Vote goes 2-1
Not everyone is happy with the added attention Gunnison County and the North Fork Valley are getting from oil and gas companies. The opposition to the spread of oil and gas operations has grown alongside the industry, as more and more questions are raised about the impacts of the operations on surface and ground water.
At a meeting on Tuesday, September 21, the Gunnison Board of County Commissioners heard from members of the Thompson Divide Coalition (TDC), which would like to see the remaining leases in a 221,500-acre area spanning Gunnison, Pitkin, Mesa, Garfield and Delta counties taken off the table with legislation.
The group is proposing the Thompson Divide Withdrawal and Protection Act that could be sponsored by Rep. John Salazar as soon as this fall, according to TDC board president Jock Jacober. The act would remove the lands from public lease offerings. Then the group hopes to work with willing leaseholders to keep development off the land as much as possible.
TDC board member Marj Perry told the commissioners that part of the group’s motivation for setting such a large area aside is to protect a critical wildlife migration corridor connecting the Grand Mesa to the Elk Mountains.
In a letter urging the commissioners not to support the proposal, Gunnison Energy Corporation (GEC) president Brad Robinson pointed out that of the 81 square miles of Gunnison County that are inside the boundary TDC has proposed for the protected area, more than 44 acres are already leased.
Lee Fyock, GEC director of environmental and permitting, told the commissioners, “There’s over 100,000 acres of already leased land [in the proposed area] that will not be for sale. The Forest Service and [Bureau of Land Management] found this to be a high quality potential resource and those leases will remain. I think I speak for a majority of the leaseholders in that area when I say they will not be given up.”

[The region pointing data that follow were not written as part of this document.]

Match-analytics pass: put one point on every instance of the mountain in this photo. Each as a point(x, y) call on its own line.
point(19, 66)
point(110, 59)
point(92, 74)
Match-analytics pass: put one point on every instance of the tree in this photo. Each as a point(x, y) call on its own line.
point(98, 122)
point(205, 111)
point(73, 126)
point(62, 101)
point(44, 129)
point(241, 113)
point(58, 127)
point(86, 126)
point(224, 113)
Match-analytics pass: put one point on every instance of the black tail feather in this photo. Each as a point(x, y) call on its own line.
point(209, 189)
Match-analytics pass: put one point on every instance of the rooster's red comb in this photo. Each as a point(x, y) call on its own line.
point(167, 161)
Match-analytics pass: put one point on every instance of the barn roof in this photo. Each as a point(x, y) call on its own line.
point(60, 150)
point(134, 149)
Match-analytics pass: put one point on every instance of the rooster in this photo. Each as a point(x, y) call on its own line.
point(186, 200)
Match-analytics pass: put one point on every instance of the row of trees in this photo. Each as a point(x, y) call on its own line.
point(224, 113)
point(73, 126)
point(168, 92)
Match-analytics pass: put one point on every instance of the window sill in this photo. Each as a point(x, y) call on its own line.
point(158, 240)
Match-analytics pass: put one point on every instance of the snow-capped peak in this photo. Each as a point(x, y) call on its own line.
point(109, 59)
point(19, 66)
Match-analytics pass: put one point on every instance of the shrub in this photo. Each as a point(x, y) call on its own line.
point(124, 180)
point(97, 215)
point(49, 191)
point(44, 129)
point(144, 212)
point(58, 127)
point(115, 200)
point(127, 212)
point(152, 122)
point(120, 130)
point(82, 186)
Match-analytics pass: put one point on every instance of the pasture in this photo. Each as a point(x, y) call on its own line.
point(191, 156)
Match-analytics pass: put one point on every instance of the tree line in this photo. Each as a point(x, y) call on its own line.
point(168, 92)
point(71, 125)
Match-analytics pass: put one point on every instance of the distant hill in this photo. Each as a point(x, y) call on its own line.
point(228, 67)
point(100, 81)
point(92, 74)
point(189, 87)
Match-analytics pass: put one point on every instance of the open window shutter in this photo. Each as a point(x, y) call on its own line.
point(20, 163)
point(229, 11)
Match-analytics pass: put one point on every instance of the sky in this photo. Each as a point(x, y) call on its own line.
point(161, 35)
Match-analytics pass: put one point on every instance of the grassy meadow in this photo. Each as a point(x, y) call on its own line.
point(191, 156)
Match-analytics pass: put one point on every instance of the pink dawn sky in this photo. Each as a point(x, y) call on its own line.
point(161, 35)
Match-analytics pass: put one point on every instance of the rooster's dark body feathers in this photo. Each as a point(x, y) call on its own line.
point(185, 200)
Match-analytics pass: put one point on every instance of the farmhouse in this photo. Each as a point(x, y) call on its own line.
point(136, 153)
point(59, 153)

County manager Matthew Birnie pointed out that the existing leases in Gunnison County effectively cut off the unleased portion from the rest of the protected area. Perry said she “was hopeful that the group would be able to work with some of the leaseholders to keep some of that area open.”

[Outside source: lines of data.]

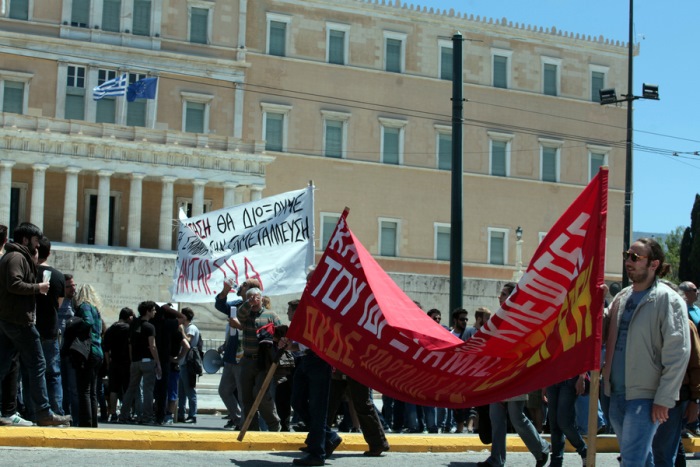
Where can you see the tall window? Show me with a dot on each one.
(337, 43)
(80, 13)
(446, 58)
(598, 75)
(13, 97)
(549, 160)
(394, 52)
(550, 76)
(107, 106)
(444, 149)
(136, 111)
(275, 126)
(195, 112)
(75, 93)
(19, 9)
(392, 140)
(498, 251)
(277, 26)
(388, 237)
(142, 18)
(442, 242)
(111, 15)
(328, 223)
(199, 25)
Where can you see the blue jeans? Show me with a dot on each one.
(561, 398)
(25, 341)
(186, 393)
(634, 429)
(54, 386)
(499, 414)
(668, 435)
(310, 391)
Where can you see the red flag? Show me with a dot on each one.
(356, 318)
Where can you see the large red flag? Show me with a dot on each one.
(356, 318)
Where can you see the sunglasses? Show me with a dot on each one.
(632, 255)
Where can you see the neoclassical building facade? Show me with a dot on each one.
(259, 97)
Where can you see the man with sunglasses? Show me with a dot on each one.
(648, 350)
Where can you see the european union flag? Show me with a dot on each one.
(142, 89)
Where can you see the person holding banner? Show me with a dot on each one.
(648, 351)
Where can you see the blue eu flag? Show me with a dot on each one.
(142, 89)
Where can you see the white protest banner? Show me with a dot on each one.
(270, 240)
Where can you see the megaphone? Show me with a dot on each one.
(212, 361)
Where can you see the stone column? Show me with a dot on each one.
(165, 230)
(133, 234)
(102, 217)
(229, 194)
(198, 196)
(256, 192)
(70, 205)
(36, 215)
(5, 192)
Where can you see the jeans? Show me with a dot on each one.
(230, 382)
(25, 341)
(634, 429)
(186, 393)
(310, 392)
(138, 370)
(54, 385)
(499, 413)
(561, 399)
(665, 443)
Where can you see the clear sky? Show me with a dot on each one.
(664, 185)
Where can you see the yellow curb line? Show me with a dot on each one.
(101, 438)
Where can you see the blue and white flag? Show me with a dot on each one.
(142, 89)
(113, 87)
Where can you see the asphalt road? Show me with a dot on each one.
(110, 458)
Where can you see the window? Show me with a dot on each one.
(444, 147)
(275, 126)
(199, 25)
(442, 242)
(394, 58)
(499, 161)
(549, 160)
(597, 157)
(446, 57)
(498, 246)
(598, 75)
(13, 97)
(80, 13)
(328, 223)
(550, 76)
(136, 111)
(19, 9)
(75, 93)
(142, 18)
(277, 31)
(111, 15)
(337, 40)
(195, 112)
(501, 68)
(388, 237)
(392, 140)
(334, 133)
(106, 108)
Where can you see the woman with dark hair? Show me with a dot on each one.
(87, 305)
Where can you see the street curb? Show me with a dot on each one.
(102, 438)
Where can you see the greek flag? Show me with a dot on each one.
(113, 87)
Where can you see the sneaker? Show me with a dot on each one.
(51, 419)
(15, 420)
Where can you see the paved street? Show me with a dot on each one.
(109, 458)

In his letter, Robinson said, “The proposed area is not pristine by any means. Coal mines, at least 36 drilled or permitted oil and gas wells, 3 major natural gas pipelines, the Wolf Creek Gas Storage Field [a 15-square-mile unit], compressor stations, numerous graveled and paved roads, ranching, gravel pits, a ski lift and thousands of acres of private lands including subdivisions are all within the proposed boundaries.”
The commissioners acknowledged that the land wasn’t perfect, but commissioner Jim Starr was interested in learning more about the value of that area as a migration corridor. Starr and fellow commissioner Hap Channell, while recognizing the value of the natural gas industry in the county, voted to support the potential legislation.
Commissioner Paula Swenson voted against county support for the bill, saying she was “not ready to sign on to support the legislation because we have worked so hard in Gunnison County with the industry. We need to honor our industries since they’ve been working very diligently with us. I think this might be a little overreaching in our county.”
The commissioners voted 2-1 in support of the proposed TDC proposal.